One of the more obvious potential problems with Brothers is the casting. Sam and Grace are clearly supposed to have been married for some time (their eldest daughter is nine), but the cast seem quite young for their roles (okay, Maguire is 34, but he still looks a lot younger). However, this doesn’t actually become as much of an issue as it might have, because for the most part the cast give mature performances that help to overcome their youthful looks. Natalie Portman, a variable actress who clearly needs a strong directorial hand, gives her best performance in some time as Grace, both the love she feels for her husband and the way she grieves for him are subtly played, but both seem deeply felt. She’s also a plausible parent, working well with the young actresses playing her daughters and finding a lot of real little moments in the way she behaves with them.
Jake Gyllenhaal is also strong, making the way his character grows; stepping up to the plate when his brother is thought dead, feel organic, and his strong chemistry with Portman makes their attraction play well as an undertone in quite a few scenes before it becomes something stronger. Perhaps the best performances in the film come from nine year old Bailee Madison and seven year old Taylor Geare, who are both wonderful as Maguire and Portman’s daughters. Jim Sheridan showed with In America (a terribly underseen film) that he was able to get great work from kids, and he does it again here with the help of David Benioff’s script, which gives the children some deep emotional places to go to, but always remembers that they are children, not small adults. Among the support there’s also good work from Sam Shepherd, Mare Winningham and Clifton Collins, Jr.

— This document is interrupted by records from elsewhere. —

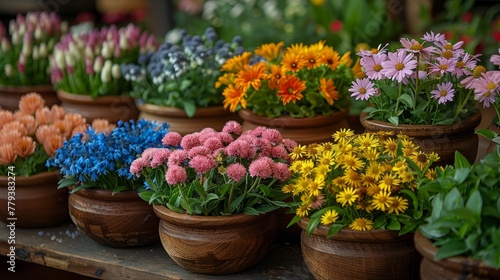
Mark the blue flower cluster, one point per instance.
(182, 73)
(103, 160)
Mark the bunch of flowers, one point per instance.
(102, 159)
(217, 173)
(361, 181)
(424, 82)
(299, 81)
(25, 49)
(182, 74)
(31, 135)
(89, 62)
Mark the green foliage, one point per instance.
(466, 210)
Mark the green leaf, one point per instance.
(453, 248)
(407, 100)
(453, 199)
(66, 182)
(475, 202)
(488, 134)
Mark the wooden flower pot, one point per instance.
(215, 244)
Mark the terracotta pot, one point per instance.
(38, 202)
(303, 130)
(374, 254)
(441, 139)
(10, 95)
(112, 108)
(215, 244)
(213, 117)
(451, 268)
(119, 220)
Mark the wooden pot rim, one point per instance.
(458, 263)
(177, 112)
(107, 195)
(469, 123)
(197, 221)
(86, 99)
(27, 89)
(287, 121)
(34, 180)
(346, 234)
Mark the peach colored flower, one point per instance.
(30, 103)
(7, 154)
(75, 119)
(52, 143)
(79, 129)
(43, 116)
(102, 125)
(25, 146)
(17, 126)
(29, 123)
(9, 136)
(44, 131)
(57, 113)
(5, 117)
(65, 128)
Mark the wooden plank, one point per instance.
(65, 248)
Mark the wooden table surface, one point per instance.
(65, 248)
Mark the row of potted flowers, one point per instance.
(355, 183)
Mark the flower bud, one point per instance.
(106, 51)
(8, 70)
(106, 72)
(98, 64)
(115, 71)
(5, 45)
(42, 50)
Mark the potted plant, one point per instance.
(301, 89)
(104, 201)
(24, 57)
(215, 193)
(487, 89)
(175, 84)
(358, 202)
(460, 237)
(421, 90)
(85, 70)
(28, 138)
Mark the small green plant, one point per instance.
(466, 210)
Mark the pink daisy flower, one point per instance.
(399, 66)
(486, 88)
(175, 175)
(373, 66)
(444, 92)
(160, 157)
(177, 157)
(261, 168)
(232, 127)
(236, 171)
(281, 171)
(172, 139)
(430, 37)
(138, 165)
(190, 140)
(202, 163)
(362, 89)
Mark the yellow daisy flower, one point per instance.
(329, 217)
(361, 224)
(347, 196)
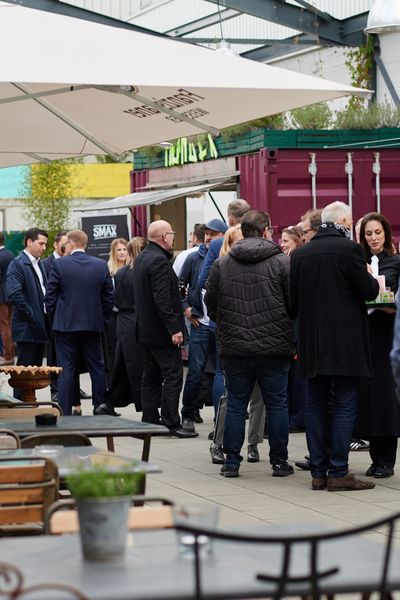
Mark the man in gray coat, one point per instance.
(248, 297)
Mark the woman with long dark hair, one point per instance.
(127, 376)
(379, 410)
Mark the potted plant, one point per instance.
(103, 498)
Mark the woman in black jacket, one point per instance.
(379, 410)
(127, 375)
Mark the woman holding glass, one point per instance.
(379, 409)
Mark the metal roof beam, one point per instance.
(68, 10)
(301, 19)
(282, 48)
(255, 41)
(324, 16)
(208, 21)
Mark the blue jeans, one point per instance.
(201, 346)
(218, 384)
(241, 373)
(329, 428)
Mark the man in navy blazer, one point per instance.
(60, 242)
(79, 301)
(26, 287)
(5, 306)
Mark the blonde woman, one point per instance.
(118, 259)
(291, 238)
(127, 376)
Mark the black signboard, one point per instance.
(101, 232)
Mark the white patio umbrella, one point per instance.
(70, 87)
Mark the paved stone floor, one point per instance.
(188, 476)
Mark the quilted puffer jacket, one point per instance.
(248, 295)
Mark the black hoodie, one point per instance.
(248, 296)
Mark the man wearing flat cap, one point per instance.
(202, 336)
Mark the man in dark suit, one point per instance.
(5, 306)
(60, 243)
(26, 287)
(160, 329)
(329, 285)
(79, 301)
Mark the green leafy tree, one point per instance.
(48, 190)
(316, 116)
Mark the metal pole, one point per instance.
(312, 169)
(349, 171)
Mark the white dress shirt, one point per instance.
(35, 264)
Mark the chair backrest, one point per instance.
(27, 488)
(282, 577)
(62, 517)
(61, 439)
(25, 411)
(9, 440)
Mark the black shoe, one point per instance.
(282, 469)
(356, 444)
(370, 472)
(229, 471)
(304, 465)
(217, 456)
(197, 417)
(383, 471)
(182, 433)
(252, 453)
(104, 409)
(188, 425)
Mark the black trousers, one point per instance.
(28, 353)
(161, 385)
(382, 450)
(69, 346)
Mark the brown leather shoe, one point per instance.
(348, 483)
(319, 483)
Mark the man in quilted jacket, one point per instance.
(248, 296)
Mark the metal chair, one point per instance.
(61, 517)
(286, 578)
(27, 488)
(9, 440)
(61, 439)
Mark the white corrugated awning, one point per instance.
(153, 196)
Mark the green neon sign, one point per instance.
(183, 152)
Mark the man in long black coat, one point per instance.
(329, 284)
(160, 329)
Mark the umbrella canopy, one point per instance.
(70, 87)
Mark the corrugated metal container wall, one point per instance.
(167, 15)
(279, 182)
(118, 9)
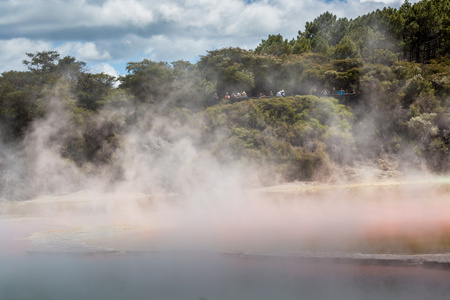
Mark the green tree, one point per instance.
(274, 45)
(346, 49)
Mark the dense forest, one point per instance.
(393, 66)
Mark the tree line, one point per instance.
(396, 59)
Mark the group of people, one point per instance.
(282, 93)
(326, 92)
(232, 96)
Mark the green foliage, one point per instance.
(274, 45)
(346, 49)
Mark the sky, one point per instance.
(108, 34)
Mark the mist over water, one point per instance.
(165, 219)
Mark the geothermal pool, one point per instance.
(388, 240)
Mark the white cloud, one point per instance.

Sadly the weak link among the cast, and the one who at times threatens to bring the film tumbling down, is Tobey Maguire. First off, I just don’t buy him as a hardass marine, despite the jarhead haircut and the fact that he’s in great shape he just doesn’t give off that toughness. He’s not bad in the scenes before he ships out, building a nice connection with Portman and the kids, but in Afghanistan and when he comes home Maguire is way over the top, and unbalances the otherwise rather low key tone of the film. In what should be the film’s big emotional climax, Maguire goes completely off the deep end, giving a performance so risibly bad that I couldn’t help laughing. In the end I think the whole would be better had Gyllenhaal and Maguire swapped parts, because Tommy’s part lacks the operatic notes that Maguire so catastrophically misses.
It’s a shame that there’s such a gaping hole in Brothers, because aside from that performance the film is excellent. Sheridan’s direction isn’t flashy, but it gets the job done and a strong cast give the best of themselves despite a slightly implausible story. This isn’t a great film, which is a pity, because it could have been, but it is certainly worth seeing and persevering with.